Can pregnancy hormones cause anxiety?

 

Those pesky hormones are at it again! Although it is completely natural to feel a bit anxious when you’re pregnant, hormones can play a part in intensifying those feelings. As your hormone levels rise and fluctuate, you may experience more mood swings, feel tearful or more irritated than usual too. Once your body has adapted to these hormones you should start to feel more like yourself again, but as your pregnancy progresses it’s also completely normal for your anxiety levels to rise as you anticipate going into labour. Your GP or midwife will be able to offer advice on how to manage your anxiety. Joining an antenatal group and talking it out with others in a similar position or some light exercise may help. For more information and tips from NCT, click here.

 

Can pregnancy cause thrush?

 

Another side effect you have progesterone to thank for! Research suggests that pregnant women are twice as likely to develop thrush than at any other time in their life. As the hormones increase, so can the level of glucose in the vaginal wall, which creates the perfect conditions for yeast like fungus to multiply rapidly there, leading to thrush.
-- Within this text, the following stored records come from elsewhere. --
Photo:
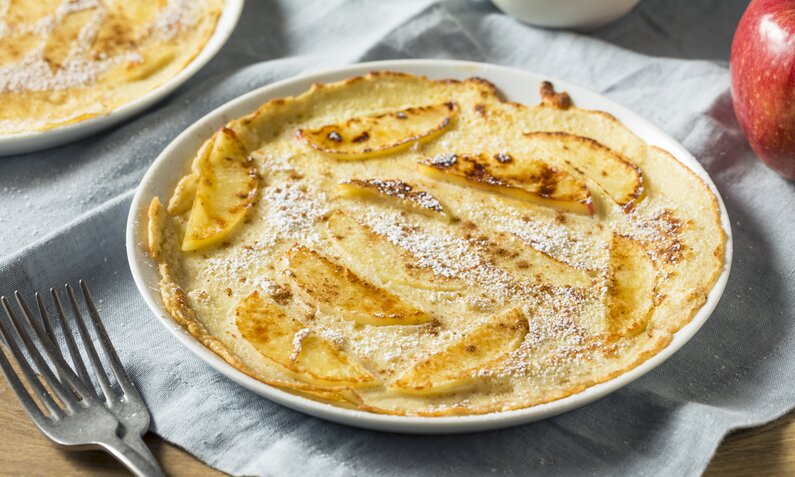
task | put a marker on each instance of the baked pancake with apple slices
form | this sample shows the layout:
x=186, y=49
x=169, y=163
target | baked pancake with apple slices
x=63, y=62
x=475, y=258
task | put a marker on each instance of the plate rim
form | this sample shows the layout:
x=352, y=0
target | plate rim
x=33, y=141
x=139, y=260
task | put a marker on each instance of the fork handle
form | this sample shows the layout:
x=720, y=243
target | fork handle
x=131, y=459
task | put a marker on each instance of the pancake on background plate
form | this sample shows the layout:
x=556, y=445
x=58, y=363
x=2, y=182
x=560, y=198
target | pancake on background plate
x=64, y=61
x=407, y=246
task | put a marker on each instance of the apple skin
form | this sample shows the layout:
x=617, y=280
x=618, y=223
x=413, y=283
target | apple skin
x=763, y=81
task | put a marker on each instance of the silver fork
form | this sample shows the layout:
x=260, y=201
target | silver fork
x=78, y=419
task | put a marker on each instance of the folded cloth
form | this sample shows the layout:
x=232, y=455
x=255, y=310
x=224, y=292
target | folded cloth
x=63, y=214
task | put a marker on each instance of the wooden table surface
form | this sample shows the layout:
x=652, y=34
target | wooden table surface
x=765, y=451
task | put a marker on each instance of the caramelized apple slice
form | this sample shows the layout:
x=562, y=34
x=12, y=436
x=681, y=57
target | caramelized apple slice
x=630, y=295
x=156, y=224
x=286, y=341
x=226, y=189
x=509, y=252
x=372, y=136
x=456, y=367
x=396, y=192
x=616, y=175
x=525, y=179
x=343, y=293
x=182, y=199
x=390, y=262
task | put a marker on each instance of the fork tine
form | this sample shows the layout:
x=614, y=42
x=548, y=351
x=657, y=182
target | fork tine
x=19, y=389
x=88, y=344
x=107, y=346
x=27, y=370
x=44, y=316
x=85, y=392
x=44, y=369
x=77, y=360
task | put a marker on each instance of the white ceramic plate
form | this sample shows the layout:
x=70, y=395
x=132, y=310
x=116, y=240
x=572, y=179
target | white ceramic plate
x=516, y=85
x=39, y=140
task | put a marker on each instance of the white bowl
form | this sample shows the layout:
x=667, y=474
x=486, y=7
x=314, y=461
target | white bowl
x=517, y=85
x=577, y=14
x=38, y=140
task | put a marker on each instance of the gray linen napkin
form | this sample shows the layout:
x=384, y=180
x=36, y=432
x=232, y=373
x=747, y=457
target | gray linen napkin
x=63, y=214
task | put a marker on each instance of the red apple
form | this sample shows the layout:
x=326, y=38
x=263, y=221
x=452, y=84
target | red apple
x=763, y=81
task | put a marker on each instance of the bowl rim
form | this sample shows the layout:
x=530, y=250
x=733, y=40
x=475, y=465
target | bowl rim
x=139, y=259
x=32, y=141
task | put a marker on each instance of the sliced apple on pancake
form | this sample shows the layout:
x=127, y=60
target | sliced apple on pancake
x=372, y=136
x=456, y=368
x=287, y=342
x=525, y=179
x=343, y=293
x=630, y=294
x=226, y=189
x=511, y=253
x=184, y=194
x=390, y=262
x=621, y=180
x=397, y=192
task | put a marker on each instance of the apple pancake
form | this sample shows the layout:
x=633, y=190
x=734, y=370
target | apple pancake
x=409, y=246
x=65, y=61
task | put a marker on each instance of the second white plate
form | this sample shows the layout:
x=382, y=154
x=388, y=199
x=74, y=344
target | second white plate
x=39, y=140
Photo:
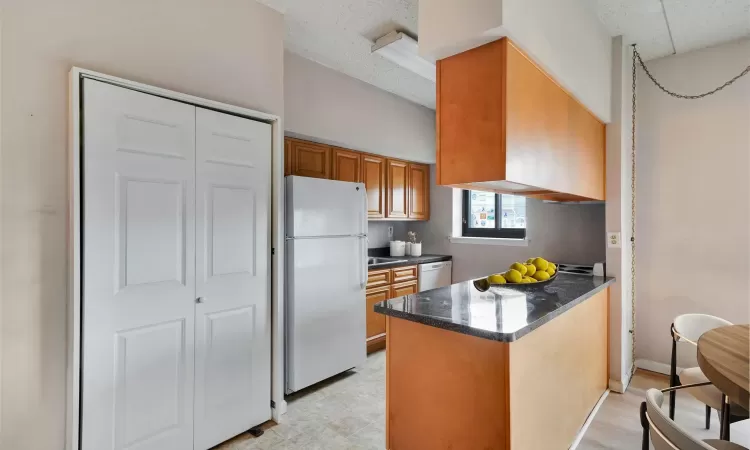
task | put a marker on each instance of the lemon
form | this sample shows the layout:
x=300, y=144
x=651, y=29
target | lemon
x=519, y=267
x=513, y=276
x=497, y=278
x=541, y=275
x=540, y=263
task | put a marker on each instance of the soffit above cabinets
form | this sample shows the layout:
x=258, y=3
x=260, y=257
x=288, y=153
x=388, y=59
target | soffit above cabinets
x=339, y=34
x=664, y=27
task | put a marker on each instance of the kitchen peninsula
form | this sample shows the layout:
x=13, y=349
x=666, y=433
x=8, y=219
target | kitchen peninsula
x=516, y=367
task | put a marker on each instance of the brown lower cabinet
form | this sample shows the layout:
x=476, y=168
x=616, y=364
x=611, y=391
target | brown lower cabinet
x=383, y=285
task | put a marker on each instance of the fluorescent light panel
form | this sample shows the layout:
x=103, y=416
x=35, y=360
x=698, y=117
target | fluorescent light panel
x=402, y=50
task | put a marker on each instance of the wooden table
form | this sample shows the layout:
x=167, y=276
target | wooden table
x=724, y=356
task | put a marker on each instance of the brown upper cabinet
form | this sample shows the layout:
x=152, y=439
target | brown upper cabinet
x=373, y=175
x=308, y=159
x=396, y=189
x=504, y=125
x=419, y=191
x=398, y=193
x=347, y=165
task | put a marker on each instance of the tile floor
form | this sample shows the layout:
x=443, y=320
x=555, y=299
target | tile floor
x=348, y=412
x=345, y=412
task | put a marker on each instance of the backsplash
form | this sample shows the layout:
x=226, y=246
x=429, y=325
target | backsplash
x=377, y=232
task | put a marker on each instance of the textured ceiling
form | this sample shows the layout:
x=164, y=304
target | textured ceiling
x=693, y=24
x=340, y=33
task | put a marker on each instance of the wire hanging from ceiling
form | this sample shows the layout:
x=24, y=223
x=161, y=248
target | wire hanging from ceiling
x=637, y=60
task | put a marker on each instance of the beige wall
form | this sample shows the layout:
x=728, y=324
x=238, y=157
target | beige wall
x=330, y=107
x=228, y=50
x=693, y=230
x=619, y=214
x=562, y=233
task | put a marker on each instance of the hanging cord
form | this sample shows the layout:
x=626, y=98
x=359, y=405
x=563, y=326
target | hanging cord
x=637, y=55
x=636, y=61
x=632, y=219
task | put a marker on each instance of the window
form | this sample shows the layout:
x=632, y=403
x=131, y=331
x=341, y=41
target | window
x=491, y=215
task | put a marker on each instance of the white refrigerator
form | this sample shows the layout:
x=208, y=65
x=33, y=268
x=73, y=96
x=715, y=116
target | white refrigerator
x=326, y=245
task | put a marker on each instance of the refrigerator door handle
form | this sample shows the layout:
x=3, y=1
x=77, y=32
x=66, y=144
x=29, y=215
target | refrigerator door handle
x=363, y=248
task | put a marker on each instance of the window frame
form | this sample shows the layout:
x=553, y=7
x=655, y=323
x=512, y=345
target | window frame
x=497, y=233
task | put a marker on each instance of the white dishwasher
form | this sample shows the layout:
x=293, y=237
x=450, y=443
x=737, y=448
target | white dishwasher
x=435, y=275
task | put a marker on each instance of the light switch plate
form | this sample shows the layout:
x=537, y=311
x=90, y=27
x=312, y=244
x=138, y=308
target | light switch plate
x=613, y=239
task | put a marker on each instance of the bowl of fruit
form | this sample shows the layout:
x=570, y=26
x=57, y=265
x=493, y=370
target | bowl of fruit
x=533, y=271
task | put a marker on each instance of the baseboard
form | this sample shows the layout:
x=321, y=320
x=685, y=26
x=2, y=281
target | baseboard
x=588, y=421
x=620, y=386
x=278, y=411
x=653, y=366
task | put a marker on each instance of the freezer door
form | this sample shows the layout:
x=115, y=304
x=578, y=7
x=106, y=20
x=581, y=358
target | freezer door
x=325, y=308
x=317, y=207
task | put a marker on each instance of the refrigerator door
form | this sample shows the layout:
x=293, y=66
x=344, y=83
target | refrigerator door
x=317, y=207
x=325, y=308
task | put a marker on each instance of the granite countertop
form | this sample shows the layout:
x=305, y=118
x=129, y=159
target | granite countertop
x=502, y=313
x=410, y=261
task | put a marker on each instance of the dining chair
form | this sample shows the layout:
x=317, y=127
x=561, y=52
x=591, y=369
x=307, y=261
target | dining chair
x=688, y=328
x=668, y=435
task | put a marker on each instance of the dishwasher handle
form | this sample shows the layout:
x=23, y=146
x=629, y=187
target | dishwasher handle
x=434, y=266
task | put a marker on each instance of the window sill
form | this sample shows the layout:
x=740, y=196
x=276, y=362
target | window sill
x=489, y=241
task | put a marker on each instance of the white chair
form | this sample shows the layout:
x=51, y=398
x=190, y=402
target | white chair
x=667, y=435
x=688, y=328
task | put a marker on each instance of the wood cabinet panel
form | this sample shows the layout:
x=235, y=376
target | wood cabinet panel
x=419, y=191
x=574, y=356
x=395, y=189
x=397, y=193
x=347, y=165
x=375, y=321
x=287, y=156
x=401, y=274
x=373, y=175
x=470, y=115
x=376, y=278
x=410, y=287
x=309, y=159
x=536, y=127
x=503, y=124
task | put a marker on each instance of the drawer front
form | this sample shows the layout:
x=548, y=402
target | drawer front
x=410, y=287
x=377, y=278
x=375, y=321
x=402, y=274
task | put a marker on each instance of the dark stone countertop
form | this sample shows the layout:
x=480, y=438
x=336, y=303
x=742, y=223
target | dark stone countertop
x=502, y=313
x=410, y=261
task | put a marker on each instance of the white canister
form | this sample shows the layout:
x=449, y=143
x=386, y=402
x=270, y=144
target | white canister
x=398, y=248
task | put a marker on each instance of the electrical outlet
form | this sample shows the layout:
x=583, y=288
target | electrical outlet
x=613, y=239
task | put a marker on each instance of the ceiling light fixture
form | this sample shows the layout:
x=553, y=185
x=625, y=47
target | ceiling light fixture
x=402, y=50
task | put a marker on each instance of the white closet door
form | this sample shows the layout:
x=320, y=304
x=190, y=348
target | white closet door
x=233, y=332
x=138, y=270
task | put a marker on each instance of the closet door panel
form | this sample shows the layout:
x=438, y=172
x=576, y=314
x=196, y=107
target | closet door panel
x=233, y=340
x=138, y=261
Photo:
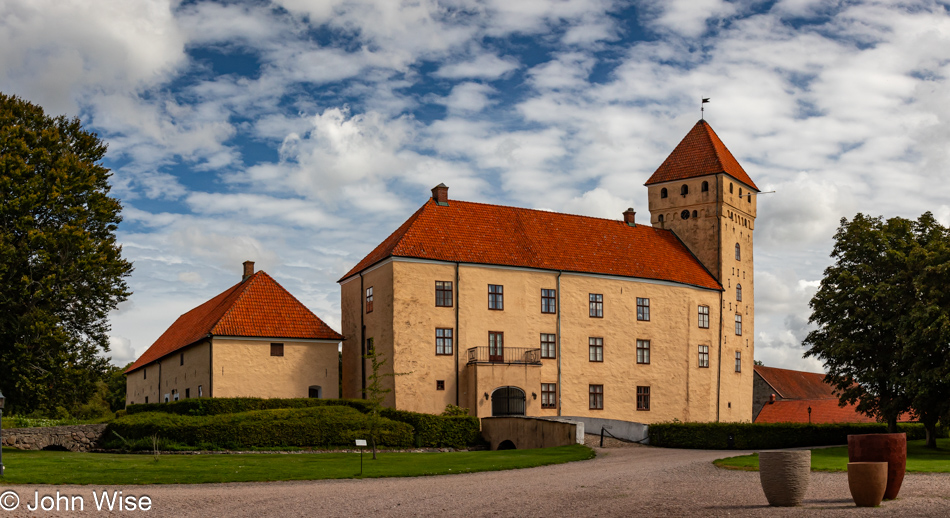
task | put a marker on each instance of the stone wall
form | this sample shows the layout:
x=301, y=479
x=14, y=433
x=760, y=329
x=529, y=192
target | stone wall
x=531, y=432
x=74, y=438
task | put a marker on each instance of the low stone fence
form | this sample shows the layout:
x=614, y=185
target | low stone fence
x=624, y=430
x=524, y=433
x=82, y=437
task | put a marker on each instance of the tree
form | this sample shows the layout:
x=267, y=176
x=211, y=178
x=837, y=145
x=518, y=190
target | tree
x=61, y=270
x=375, y=394
x=926, y=326
x=858, y=310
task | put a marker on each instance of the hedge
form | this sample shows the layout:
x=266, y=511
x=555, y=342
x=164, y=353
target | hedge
x=436, y=431
x=755, y=436
x=217, y=406
x=318, y=426
x=431, y=431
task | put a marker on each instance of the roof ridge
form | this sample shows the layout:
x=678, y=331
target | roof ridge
x=246, y=284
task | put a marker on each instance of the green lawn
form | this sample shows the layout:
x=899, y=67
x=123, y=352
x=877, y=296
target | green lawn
x=48, y=467
x=919, y=459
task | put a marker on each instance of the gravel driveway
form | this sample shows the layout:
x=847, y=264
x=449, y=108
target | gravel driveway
x=621, y=481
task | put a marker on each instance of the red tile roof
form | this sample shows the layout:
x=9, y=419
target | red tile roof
x=700, y=153
x=789, y=384
x=822, y=411
x=493, y=234
x=256, y=307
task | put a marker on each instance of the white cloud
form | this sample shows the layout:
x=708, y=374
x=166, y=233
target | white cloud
x=55, y=50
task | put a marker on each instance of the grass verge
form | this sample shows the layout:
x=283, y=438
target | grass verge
x=919, y=459
x=47, y=467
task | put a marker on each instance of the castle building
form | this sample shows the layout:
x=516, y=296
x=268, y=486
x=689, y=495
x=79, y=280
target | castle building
x=254, y=339
x=513, y=311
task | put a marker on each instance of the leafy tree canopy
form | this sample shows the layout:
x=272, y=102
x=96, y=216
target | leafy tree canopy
x=61, y=270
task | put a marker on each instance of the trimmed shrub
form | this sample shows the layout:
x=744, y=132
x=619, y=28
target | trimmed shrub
x=752, y=436
x=436, y=431
x=318, y=426
x=217, y=406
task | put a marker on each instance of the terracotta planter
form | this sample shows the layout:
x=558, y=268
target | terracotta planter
x=882, y=447
x=784, y=476
x=867, y=482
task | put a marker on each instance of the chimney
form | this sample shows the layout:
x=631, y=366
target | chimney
x=440, y=193
x=629, y=217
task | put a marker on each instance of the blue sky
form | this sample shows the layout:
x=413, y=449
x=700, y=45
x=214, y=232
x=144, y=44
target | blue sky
x=299, y=134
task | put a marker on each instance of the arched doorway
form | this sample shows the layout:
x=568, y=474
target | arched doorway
x=507, y=401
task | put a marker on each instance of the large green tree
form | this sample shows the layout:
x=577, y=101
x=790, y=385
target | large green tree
x=883, y=319
x=61, y=270
x=858, y=309
x=926, y=326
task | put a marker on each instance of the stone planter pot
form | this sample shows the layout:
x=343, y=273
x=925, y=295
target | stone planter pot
x=867, y=482
x=784, y=476
x=882, y=447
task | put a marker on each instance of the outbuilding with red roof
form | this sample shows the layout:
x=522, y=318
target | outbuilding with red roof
x=254, y=339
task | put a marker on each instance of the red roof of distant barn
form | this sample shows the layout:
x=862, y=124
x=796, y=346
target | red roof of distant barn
x=700, y=153
x=789, y=384
x=256, y=307
x=822, y=411
x=492, y=234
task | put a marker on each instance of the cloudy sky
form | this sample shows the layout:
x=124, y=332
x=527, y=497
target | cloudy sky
x=300, y=133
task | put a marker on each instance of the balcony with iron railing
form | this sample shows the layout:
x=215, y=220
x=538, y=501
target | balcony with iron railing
x=520, y=355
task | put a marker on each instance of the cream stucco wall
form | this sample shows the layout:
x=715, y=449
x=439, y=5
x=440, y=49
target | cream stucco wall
x=724, y=219
x=170, y=374
x=680, y=389
x=245, y=368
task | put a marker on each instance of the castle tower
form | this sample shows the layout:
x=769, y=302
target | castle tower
x=703, y=195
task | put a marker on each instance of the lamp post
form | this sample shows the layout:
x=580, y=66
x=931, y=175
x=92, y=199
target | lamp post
x=1, y=433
There is no evidence to suggest thrush will harm your unborn baby and there are ways to treat the condition easily – just ask your GP.

 

What are the NHS pregnancy nutrition guidelines?

 

There may be two of you now, but the recommendation is that you continue to eat for one. Even if you are expecting twins or triplets, there is no need to “eat for 2”, three or four.

The NHS recommends:

  • Eating a nutritious breakfast every day to avoid sugary or fatty snacks later.
  • Sticking to a balanced diet – if you can’t achieve balance with every meal, look at it as having a balanced week of food.
  • Eating lots of fruit and veg (5 a day), this will provide essential vitamins and minerals, as well as fibre, which can help prevent constipation - a common side effect of pregnancy.
  • Opting for wholemeal or high-fibre carbohydrates to give you energy, vitamins, fibre and a full feeling without adding too many calories.
  • Having some protein-rich foods every day. This can include beans, pulses, fish, eggs, meat (avoiding liver), poultry, nuts.
  • Trying to have 2 portions of fish each week, 1 of which should be an oily fish like salmon, mackerel or sardines.
  • Choosing low-fat varieties when it comes to dairy products.